A R. invoca a nulidade do julgamento - ou assim não se entendendo, pretende a repetição - da inquirição das testemunhas por cumprimento do artigo 155º do CPC.

Alega para tanto o impedimento da Il. Mandatária na data da audiência e o envio, logo no dia seguinte, de atestado médico. Entende que a audiência deveria ter sido adiada e que a realização daquela sem a sua presença gera nulidade.
A questão da ausência da Il. Mandatária foi apreciada logo após a chegada (10:55 horas do dia 2/11) do correio electrónico de fls. 9293 ao início da audiência agendada para 2/11 pelas 11:15 horas (fls. 94).

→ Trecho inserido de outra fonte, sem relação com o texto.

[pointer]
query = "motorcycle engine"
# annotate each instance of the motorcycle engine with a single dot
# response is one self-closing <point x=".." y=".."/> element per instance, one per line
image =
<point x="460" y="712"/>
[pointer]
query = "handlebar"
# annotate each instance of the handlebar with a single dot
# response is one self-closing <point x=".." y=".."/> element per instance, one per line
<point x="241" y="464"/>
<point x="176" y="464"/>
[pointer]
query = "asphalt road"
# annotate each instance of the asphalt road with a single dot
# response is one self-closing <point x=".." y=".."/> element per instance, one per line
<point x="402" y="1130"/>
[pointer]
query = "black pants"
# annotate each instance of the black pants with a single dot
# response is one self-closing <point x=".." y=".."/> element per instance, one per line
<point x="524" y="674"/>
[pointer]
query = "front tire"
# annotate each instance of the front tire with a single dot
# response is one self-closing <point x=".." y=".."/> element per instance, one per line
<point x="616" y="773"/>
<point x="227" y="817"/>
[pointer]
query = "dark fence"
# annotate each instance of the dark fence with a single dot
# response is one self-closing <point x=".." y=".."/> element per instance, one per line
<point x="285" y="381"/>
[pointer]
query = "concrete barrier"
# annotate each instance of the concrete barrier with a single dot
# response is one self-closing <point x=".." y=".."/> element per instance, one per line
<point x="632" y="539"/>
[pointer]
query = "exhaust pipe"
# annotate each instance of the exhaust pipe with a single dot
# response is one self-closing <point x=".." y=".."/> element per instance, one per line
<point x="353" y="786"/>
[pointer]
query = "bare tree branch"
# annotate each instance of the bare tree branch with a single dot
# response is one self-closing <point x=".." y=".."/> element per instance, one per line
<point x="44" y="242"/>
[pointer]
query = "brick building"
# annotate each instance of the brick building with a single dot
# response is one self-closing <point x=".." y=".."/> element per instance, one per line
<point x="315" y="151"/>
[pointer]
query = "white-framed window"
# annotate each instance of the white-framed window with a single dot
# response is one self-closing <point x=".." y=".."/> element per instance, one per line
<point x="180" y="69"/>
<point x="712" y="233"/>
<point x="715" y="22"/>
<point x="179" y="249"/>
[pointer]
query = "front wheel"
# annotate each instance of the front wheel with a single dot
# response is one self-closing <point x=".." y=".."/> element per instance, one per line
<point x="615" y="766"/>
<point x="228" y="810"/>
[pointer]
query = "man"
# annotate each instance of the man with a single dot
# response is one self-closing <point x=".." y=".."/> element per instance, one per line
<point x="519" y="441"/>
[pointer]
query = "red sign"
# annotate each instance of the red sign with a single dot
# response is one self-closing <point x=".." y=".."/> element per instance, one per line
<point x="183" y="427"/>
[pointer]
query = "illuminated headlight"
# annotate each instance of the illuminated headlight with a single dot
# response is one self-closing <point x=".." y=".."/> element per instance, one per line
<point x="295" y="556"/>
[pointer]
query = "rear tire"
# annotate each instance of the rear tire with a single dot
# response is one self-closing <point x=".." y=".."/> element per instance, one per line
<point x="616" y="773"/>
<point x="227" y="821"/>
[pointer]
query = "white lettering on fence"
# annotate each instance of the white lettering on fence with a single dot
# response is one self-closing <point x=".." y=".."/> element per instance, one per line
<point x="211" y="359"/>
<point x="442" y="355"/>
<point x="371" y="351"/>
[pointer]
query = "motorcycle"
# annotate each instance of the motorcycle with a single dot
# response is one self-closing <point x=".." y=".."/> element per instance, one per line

Foi considerado o agendamento consensual para 2 de Novembro pelas 11:15 horas (a 13/10, fls. 81) e a impossibilidade de se considerar eventual existência do justo impedimento, por não ser logo oferecida a prova respectiva (art. 140º, nº 2 CPC). O adiamento, face ao concurso das partes para a eleição da data, não era admissível e a causa teria que prosseguir a tramitação normal, mesmo na falta da Il. Mandatária (art, 603º, nº 1 CPC).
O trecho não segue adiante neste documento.